# Problems with windows 7 http server



## Original1 (Jul 8, 2011)

Hello, I am having trouble hosting a website on my local machine trough a router. I am able to view the website when i use http://localhost but when i try my external ip or my dyndns.com i get "the connection to the server has reset". I have used a port checker from whatismyip.org and as long as apache from xampp is running the port is open. If not the connection times out. My setup was working before i changed internet service provider from comcast to qwest. I figured the only thing that would need to be changed is; my external ip address in my hosts file, forward necessary ports in the router, and use the updater tool from dyndns. I have tried a very long list from here of things to get this to work. If anyone could please help me solve this very baffling situation...?


----------



## Elvandil (Aug 1, 2003)

Most ISP's state explicitly in their TOS that running servers is cause for termination.


----------



## Squashman (Apr 4, 2003)

Not sure why you would put your External IP address in your hosts file. If you are running a Dynamic DNS client you don't need to screw around with your hosts file. AFAIK Qwest does not block port 80 for their residential customers but I could be wrong.

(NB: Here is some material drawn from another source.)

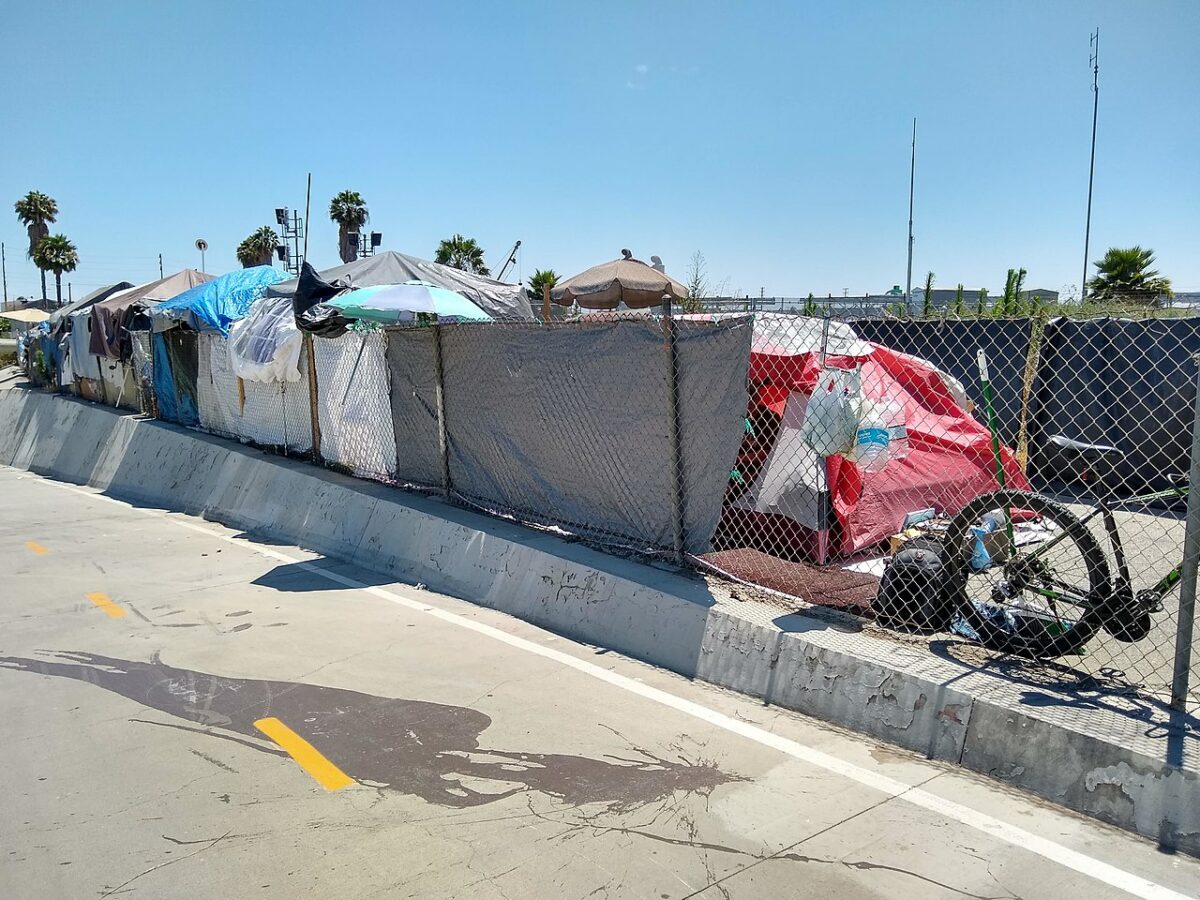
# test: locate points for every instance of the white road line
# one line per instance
(1057, 853)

Only other thing I could think of is that your router does not support NAT loopback. So if you are trying to test your external connection from inside your network it will not work if your router does not support NAT loopback.

Do you have a smartphone or some other way to test the external connection?


----------



## Original1 (Jul 8, 2011)

It's not my isp or so they say from when i called them to see if they were blocking ports. I have reset my hosts file back to its original state, and have attempted to view my website from my smart phone. I get error 403 Forbidden You are not authorized to view this page. On my router page 192.xxx.x.x it says that nat is enabled using zyxel pk5000z


----------



## Rockn (Jul 29, 2001)

Do you have the root for the web site set up for anonymous access? Can you access the web site from your LAN by the LAN IP address of the web site?


----------



## Original1 (Jul 8, 2011)

so now i got my site to be accessible from my smart phone using my external ip address... the problem now is getting the dyndns.com to work with it as well.


----------



## Squashman (Apr 4, 2003)

So when you ping your dynamic domain name what ip address does it come back with.


----------



## Original1 (Jul 8, 2011)

"ping request could not find host http://experiment.dyndns-server.com please check the name and try again. also when i ping i can only ping 127.0.0.1 / 192.xxx.x.x / yahoo.com .... when i ping my external ip address i get request timed out 30 times


----------



## Squashman (Apr 4, 2003)

I have never seen a ping request come back with http in the response. Are you pinging from th cmd prompt?


----------



## Original1 (Jul 8, 2011)

I appreciate your help... thank you very much that http thing was my fault as i thought for some reason it should be added.... without that extra stuff i get request timed out 4 times. same thing i get when i ping my external ip. when i ping my router ip or 127. it works with 0% loss


----------



## Squashman (Apr 4, 2003)

If you can get to the website by using your external IP address from your phone but cannot get to it using your domain name then your Dynamic IP is not getting updated to your Dynamic DNS provider.


----------



## Original1 (Jul 8, 2011)

ok so i have tried a fresh install of the dyndns updater tool and the hosts file doesnt need to be messed with at all, dyndns says it is functional. I found this >http://support.microsoft.com/kb/314067< using method 2, step 2. i get request timed out on everything after that point... <<<< problem?


----------



## Squashman (Apr 4, 2003)

Does you Dynamic DNS provider have a website you can log into to check your current DNS settings?


----------